If there was a defining characteristic of this swim team beyond striking success—the eight gold medals (of 15 total) represented the best Olympic performance by the U.S. women swimmers since 1984—it was a spirit of sororal fun and connection. This sense of camaraderie was no accident. Serving as the first female head coach for the U.S. women, Cal coach Teri McKeever, a two-time Olympic assistant, brought different priorities to preparation than her male predecessors. "Teri has always had a unique understanding of how women process stress and anxiety," says Vollmer. "Her team meetings created a really safe place for women to be themselves."
The U.S. women felt at home in the pool, too, where one standout performance inspired the next. "It was like every day somebody said, It's my turn now," says McKeever. And so the hardware piled up, in no small part because 2012 was finally McKeever's turn.
Serena Williams, Tennis
History will recall that Williams won two gold medals at the London Olympics in women's tennis. For most of the event, though, she was playing a wholly different sport from her opponents. While they were stroking the ball, Serena was pummeling it, as though harboring a personal grudge against yellow felt. While they maneuvered around the grass of the All England Club, Serena dashed and slid. While they merely competed, she played with an imperiousness that said, Kids, get off my lawn.

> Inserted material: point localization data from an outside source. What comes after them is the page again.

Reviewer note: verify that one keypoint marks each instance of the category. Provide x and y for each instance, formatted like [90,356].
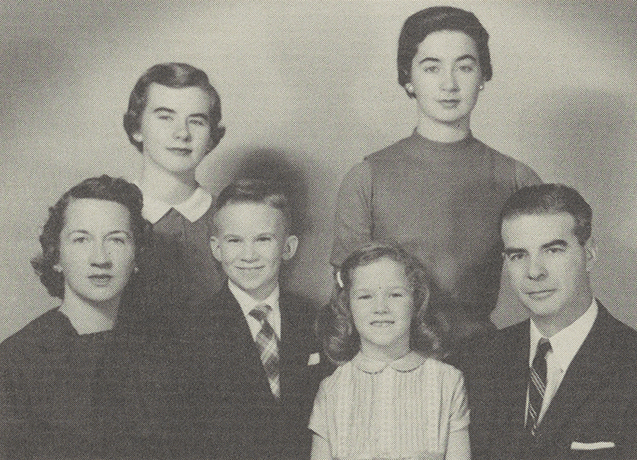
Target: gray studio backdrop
[308,88]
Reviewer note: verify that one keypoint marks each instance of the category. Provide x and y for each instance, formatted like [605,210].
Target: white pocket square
[592,445]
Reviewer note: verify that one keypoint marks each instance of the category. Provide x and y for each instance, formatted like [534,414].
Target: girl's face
[446,77]
[382,304]
[97,251]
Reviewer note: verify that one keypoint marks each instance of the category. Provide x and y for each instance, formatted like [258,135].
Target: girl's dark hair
[99,188]
[173,75]
[335,325]
[434,19]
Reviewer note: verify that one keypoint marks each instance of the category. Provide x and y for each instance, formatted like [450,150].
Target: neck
[89,317]
[443,132]
[169,187]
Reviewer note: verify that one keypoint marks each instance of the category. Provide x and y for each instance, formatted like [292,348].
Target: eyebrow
[558,242]
[461,58]
[193,115]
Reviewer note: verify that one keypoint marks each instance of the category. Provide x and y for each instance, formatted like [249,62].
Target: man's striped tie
[537,385]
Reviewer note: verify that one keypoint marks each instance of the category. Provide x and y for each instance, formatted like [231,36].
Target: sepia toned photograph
[334,229]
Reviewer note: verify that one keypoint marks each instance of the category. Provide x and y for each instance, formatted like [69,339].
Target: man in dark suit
[562,384]
[258,356]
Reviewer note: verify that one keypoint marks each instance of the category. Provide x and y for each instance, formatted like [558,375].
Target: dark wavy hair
[99,188]
[173,75]
[551,199]
[335,325]
[434,19]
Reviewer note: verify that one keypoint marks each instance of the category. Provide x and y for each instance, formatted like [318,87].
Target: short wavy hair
[263,191]
[335,325]
[99,188]
[434,19]
[173,75]
[551,199]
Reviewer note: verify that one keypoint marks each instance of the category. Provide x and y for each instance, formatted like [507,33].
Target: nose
[100,256]
[380,305]
[448,80]
[248,254]
[182,132]
[536,269]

In the previous month she'd won Wimbledon for the fifth time; in the subsequent one she'd win her fourth U.S. Open. But at the Olympics Serena played what may have been the most comprehensively dominating tennis of her career.
As ever, Williams's achievements came with a side order of controversy. After humiliating Maria Sharapova in the gold medal match, she unleashed a Crip Walk on the vaunted Centre Court grass. The hidebound types were quick to throw around the dis words—disrespect, disgrace, disappointment. For the rest of us it was a reminder of what we've long suspected: Serena has always conducted business on her terms, indifferent to convention, making concessions to no one. And when she's finally done, we'll forget the inane cause célèbres and the lapses in decorum, and simply acknowledge her as the greatest ever.